L Catterton’s SPAC completes merger with luxury EV maker Lotus Tech

L Catterton Asia Acquisition (LCAA), the special purpose acquisition company (SPAC) of consumer-focused private equity firm L Catterton Asia, has officially merged with Lotus Technology, the luxury electric vehicle arm of sports car brand Lotus.

The merger comes a year after the deal was first publicly announced following approval from their respective board of directors. The merged entity will list on the Nasdaq and have an enterprise value of about $5.4 billion.

Lotus Technology is part of British sports car maker Lotus Group which is in turn owned jointly by Chinese automaker Geely and Malaysia’s Etika Automotive.

Following the deal, all existing Lotus Tech shareholders, including Geely Holding, Etika, and NIO Capital, are expected to retain their shares in Lotus Tech and own a total of about 78.7% of the equity of the combined company.

The completion of the merger comes less than two months after the China-based Lotus Technology said it secured $870 million in financing based on a $5.5 billion valuation.

LCAA is a blank cheque company incorporated to effect a merger, capital stock exchange, asset acquisition, stock purchase, reorganisation or similar business combination with one or more businesses or entities.

LCAA raised $250 million when it went public in 2021.

A SPAC is a company that raises money through an IPO to merge with another firm, allowing the latter to list more quickly.
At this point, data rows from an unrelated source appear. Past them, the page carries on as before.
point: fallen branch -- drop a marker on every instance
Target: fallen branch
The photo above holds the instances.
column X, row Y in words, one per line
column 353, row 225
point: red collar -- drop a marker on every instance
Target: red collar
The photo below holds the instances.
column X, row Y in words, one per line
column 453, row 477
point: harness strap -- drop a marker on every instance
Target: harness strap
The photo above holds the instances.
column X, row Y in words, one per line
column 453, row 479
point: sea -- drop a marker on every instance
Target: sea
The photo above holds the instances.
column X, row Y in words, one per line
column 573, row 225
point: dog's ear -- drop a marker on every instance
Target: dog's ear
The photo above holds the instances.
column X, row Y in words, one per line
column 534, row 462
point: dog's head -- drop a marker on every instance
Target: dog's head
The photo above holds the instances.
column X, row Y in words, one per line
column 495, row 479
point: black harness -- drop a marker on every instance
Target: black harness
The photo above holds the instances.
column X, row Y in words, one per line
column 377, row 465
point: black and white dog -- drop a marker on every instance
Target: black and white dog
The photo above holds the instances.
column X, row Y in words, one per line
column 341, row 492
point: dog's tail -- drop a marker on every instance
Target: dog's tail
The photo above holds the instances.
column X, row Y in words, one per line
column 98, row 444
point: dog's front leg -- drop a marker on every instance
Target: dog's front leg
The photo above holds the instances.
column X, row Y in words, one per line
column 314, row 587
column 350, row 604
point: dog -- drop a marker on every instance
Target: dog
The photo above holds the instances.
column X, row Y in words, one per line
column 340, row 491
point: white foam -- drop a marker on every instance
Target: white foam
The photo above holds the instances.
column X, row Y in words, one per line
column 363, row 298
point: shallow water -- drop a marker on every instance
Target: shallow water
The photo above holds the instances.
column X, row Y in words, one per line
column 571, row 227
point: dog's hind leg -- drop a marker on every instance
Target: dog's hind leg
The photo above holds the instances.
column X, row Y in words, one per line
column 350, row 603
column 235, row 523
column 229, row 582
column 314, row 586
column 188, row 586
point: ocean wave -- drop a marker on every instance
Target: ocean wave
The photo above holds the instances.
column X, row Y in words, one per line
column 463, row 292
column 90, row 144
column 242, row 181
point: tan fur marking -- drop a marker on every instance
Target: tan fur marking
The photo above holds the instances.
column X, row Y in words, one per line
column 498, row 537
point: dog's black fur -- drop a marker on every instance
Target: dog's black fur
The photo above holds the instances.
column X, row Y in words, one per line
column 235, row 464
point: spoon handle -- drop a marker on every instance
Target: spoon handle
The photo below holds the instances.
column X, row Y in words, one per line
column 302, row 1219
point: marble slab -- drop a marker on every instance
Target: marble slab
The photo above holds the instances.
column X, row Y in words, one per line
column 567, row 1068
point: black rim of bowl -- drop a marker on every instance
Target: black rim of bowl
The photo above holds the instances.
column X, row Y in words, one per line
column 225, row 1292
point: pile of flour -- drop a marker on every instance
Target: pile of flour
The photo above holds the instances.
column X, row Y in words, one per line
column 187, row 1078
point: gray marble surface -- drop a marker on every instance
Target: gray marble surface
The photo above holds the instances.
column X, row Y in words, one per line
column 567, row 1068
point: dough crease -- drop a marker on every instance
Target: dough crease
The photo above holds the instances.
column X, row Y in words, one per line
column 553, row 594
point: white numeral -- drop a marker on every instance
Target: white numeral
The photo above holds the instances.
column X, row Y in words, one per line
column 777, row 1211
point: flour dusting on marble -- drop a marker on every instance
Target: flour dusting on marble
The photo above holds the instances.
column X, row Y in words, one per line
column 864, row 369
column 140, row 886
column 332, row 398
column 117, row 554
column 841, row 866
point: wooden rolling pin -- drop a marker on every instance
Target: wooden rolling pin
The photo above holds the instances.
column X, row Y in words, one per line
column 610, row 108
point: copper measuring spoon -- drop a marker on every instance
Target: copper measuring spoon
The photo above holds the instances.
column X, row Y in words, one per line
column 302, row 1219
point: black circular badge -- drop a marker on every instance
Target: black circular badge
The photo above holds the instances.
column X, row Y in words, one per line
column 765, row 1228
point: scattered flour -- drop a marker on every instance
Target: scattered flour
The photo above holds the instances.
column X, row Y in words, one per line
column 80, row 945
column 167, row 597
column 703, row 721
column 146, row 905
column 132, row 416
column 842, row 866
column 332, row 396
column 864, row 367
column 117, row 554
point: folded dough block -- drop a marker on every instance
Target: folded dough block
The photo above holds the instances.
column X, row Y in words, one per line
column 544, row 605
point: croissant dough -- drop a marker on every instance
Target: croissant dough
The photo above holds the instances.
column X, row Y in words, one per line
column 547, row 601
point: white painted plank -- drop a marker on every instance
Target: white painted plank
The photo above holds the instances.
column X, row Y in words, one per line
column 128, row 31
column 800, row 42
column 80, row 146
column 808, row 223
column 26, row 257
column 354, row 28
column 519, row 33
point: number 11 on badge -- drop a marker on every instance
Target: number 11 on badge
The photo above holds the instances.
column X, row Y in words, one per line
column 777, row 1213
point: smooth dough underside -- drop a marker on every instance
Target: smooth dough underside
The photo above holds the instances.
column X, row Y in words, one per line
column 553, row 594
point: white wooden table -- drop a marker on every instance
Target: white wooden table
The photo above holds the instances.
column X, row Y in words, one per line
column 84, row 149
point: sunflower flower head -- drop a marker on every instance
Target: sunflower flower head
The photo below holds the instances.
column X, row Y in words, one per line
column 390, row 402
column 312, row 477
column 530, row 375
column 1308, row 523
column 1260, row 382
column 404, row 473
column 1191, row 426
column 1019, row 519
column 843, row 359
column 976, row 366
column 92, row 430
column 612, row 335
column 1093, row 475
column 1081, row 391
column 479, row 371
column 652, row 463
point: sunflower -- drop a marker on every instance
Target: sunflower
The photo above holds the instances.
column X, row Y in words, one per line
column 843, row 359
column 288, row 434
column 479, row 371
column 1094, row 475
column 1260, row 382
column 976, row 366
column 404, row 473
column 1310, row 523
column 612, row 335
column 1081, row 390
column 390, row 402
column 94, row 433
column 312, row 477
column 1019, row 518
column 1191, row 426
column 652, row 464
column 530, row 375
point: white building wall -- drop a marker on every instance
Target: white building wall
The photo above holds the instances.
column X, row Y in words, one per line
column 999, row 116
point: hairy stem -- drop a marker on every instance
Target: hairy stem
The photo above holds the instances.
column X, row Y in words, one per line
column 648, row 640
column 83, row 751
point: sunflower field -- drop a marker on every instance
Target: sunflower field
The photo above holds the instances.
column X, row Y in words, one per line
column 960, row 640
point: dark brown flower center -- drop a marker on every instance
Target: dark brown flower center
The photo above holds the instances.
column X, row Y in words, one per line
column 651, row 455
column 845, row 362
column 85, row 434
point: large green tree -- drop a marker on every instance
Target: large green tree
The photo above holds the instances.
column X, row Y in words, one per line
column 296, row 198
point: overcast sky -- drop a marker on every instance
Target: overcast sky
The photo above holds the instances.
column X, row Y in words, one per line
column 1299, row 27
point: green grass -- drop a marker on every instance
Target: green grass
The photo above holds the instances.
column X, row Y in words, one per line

It typically acquires a firm as quickly as four to five months and is given up to two years to seek targets, or it will have to return all the money to public shareholders.

According to EY’s Global IPO Trends 2023, SPACs continued to retreat in 2023, with 29 SPAC IPOs raising $3.7 billion last year against 86 SPAC IPOs that raised $13.4 billion in 2022. EY said more than 140 active SPACs are seeking a merger partner and 132 SPACs have announced mergers in 2023.